Here we need to use the previous node search function. After all, if you want to delete a node, you must have a node to delete for you~

HNode* hash = NULL;
HNode* ret = NULL;
int key = 10;
HASH_FIND_INT(hash,&key,ret);
if(ret!=NULL)
{
    
    
	HASH_DEL(hash,ret);
	free(ret);
}

Of course, we have added a free operation here to explain 只是将节点从哈希表中移除,并没有将节点的空间进行释放that we need the free function to release its space.

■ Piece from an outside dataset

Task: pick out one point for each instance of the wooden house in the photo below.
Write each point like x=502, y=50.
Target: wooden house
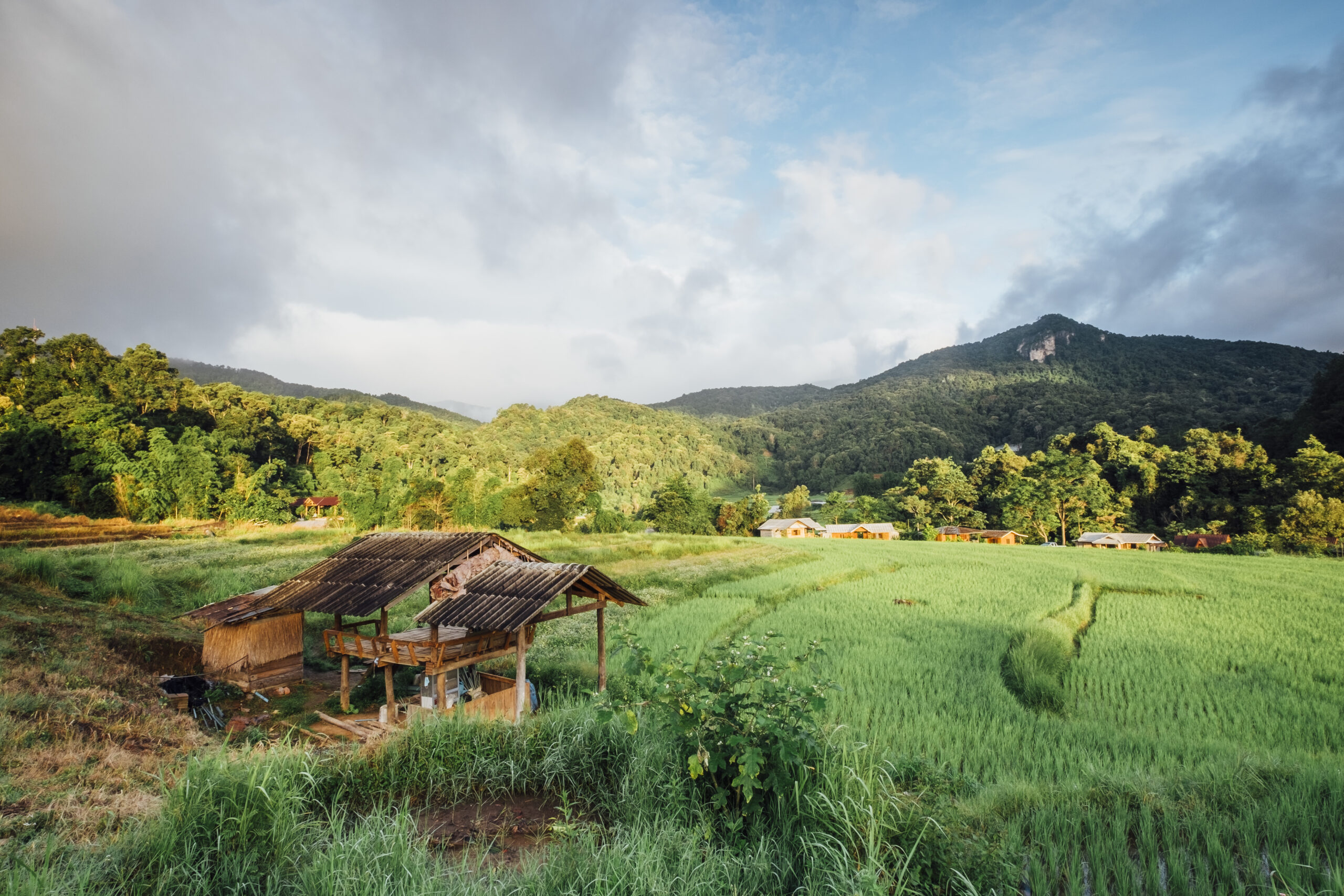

Note: The deletion of strings is similar to the above, so we will not list them here.

5. Delete all nodes

HNode* hash = NULL;
HNode* cur, *next;
HASH_ITER(hh,hash,cur,next)//这里的hh就是处理句柄
{
    
    
	HASH_DEL(hash,cur);
	free(cur);
}

Here we can think of it as a deletion operation of a linked list. As for the macro here, it is a bit strange because the implementation principle is that the for循环meaning of this code is to obtain an element from the hash table, while retaining the next element, and remove this element from the hash table. Remove it from the table and release its space at the same time until there is no data in the hash table!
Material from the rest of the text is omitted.